- "Jane Doe," 16, was transferred from a child welfare agency's custody to an adult prison
- The agency used a state law to persuade a judge to transfer the girl
- The court cited a "history of assaultive behavior while in placement facilities"
- "I need to work on my issues ... but this is not the place," teen wrote in an op-ed
A 16-year-old transgender girl in Connecticut is at the center of controversy after she was transferred to an adult prison, where she has been held for more than a month without criminal charges.
"Jane Doe," as she is listed in court documents, has been in the York Correctional Facility in Niantic, Connecticut, since April 8, spending the majority of her time there in solitary confinement, her attorney said.
"I tell myself that this is just a nightmare, but it doesn't end. I know that I need to work on my issues and I want to, but this is not the place," she wrote in an op-ed published in the Hartford Courant in late April.
She was ordered to the women's prison after the state Department of Children and Families concluded that she was "dangerous to ... herself or others or cannot be safely held," according to the memorandum of the judge's decision.
DCF exercised a rarely used state law to persuade a judge to transfer the teen from its custody to the Department of Corrections. The court's decision cited a "history of assaultive behavior while in placement facilities," which included at least 11 assaults against her peers and staff during her more than five years in DCF custody.
The option to transfer "Jane Doe" was set in motion by DCF Commissioner Joette Katz after the teen's latest assault on a female staff worker during an out-of-state stint at a juvenile facility in Massachusetts. The incident left the staffer with a concussion and bite marks, according to reports, though no charges were pressed for the assault.
"Her behavior was more severe than other residents ... (and) made her especially dangerous and difficult to secure," according to testimony by a juvenile detention supervisor.
'We're not in Abu Ghraib'
A grassroots movement has been launched for the teen, demanding her release from prison.
"We're not in Abu Ghraib. We're in Connecticut, in a constitution state. This is nothing short of human rights abuse," Aaron Romano, the teen's attorney, told CNN.
"My client is an emotionally distressed child who has been victimized by people over and over again. She's not charged with a crime, yet she was locked down in isolation, with a concrete block for her apartment, watched by guards 22 hours a day, even while she showered ... isolated from the rest of the world," Romano said.
This week, the teen was moved to a separate facility within the prison with "a bedroom, private bathroom and a programming/recreation area," DCF spokesman Gary Kleeblatt said.
Doe's case has drawn attention statewide and beyond, with her supporters launching protests in New York and outside DCF headquarters in Connecticut. The hashtag #Justice4Jane was trending this month on Twitter.

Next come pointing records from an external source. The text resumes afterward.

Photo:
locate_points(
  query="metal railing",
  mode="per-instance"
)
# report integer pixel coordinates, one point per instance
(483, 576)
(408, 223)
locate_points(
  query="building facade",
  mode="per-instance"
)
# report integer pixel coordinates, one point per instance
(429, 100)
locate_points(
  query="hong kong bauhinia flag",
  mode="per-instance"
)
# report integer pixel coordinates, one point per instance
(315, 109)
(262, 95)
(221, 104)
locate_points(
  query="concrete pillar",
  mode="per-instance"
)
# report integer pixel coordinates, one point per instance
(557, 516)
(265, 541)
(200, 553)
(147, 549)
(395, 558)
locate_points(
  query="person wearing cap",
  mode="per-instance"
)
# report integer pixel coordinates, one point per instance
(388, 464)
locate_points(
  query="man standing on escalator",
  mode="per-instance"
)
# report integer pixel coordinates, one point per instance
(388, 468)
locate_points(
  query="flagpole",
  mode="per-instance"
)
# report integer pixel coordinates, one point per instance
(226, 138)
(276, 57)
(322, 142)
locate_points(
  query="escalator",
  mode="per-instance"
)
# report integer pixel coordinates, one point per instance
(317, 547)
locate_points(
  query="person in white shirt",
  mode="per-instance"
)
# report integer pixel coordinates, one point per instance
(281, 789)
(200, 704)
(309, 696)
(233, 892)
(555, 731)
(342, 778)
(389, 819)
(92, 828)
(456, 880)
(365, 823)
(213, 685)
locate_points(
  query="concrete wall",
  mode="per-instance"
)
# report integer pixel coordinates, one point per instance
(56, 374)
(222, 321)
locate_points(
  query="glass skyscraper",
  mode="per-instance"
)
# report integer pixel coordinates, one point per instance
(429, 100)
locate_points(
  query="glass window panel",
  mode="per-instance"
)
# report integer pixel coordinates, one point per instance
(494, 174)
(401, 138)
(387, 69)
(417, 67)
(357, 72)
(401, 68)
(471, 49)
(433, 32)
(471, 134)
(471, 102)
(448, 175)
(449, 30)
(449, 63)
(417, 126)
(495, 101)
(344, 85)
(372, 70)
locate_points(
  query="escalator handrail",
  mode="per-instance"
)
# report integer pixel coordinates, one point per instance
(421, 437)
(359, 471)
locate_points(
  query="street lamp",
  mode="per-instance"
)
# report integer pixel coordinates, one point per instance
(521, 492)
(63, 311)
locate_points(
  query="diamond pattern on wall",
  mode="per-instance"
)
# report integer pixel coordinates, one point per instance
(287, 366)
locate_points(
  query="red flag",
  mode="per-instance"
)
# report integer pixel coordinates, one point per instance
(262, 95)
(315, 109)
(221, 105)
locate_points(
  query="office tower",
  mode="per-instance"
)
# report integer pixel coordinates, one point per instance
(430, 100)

"I think from the statements the (Connecticut Department of Children and Families) commissioner has made, it's clear on a fundamental level she does not understand Jane in a sympathetic light. She does not see her as a vulnerable person -- she sees her as a monster essentially," Chase Strangio, staff attorney with the American Civil Liberties Union's LGBT & AIDS Project, told CNN.
"You can see they are just using solitary confinement as default placement so they don't have to figure out questions about where to safely house transgender individuals," Strangio said. "But we have federal law and we have our constitution that requires that these institutions and agencies take seriously the obligation to keep people safe. Placing people in solitary confinement does not meet that obligation."
Despite the controversy surrounding the DCF commissioner's suggestion to transfer the teen to an adult prison, Katz has received support from Connecticut Gov. Dannel Malloy, who oversees the agency.
"The governor thinks the commissioner has done phenomenal work to transform an agency that is one of the most difficult in state government," Andrew Doba, a spokesman for Malloy, told CNN. "No one thinks this is a good option for the teen, and we're working on a good resolution," he added.
"I admit that I have acted out and got into fights," Doe wrote in her op-ed in the Hartford Courant. "I am not saying it was OK, but I have a lot of stuff built up inside me and don't know how to deal with it at times. They tell me that trauma changes people and makes them act out. Believe me, it does. I haven't agreed with everything DCF has done, but I thought they were supposed to be on my side," she wrote.
Romano, Doe's attorney, says he is suing the state for her release.
"We are looking at other options for Jane that will better meet her treatment needs," DCF spokesman Kleeblatt said.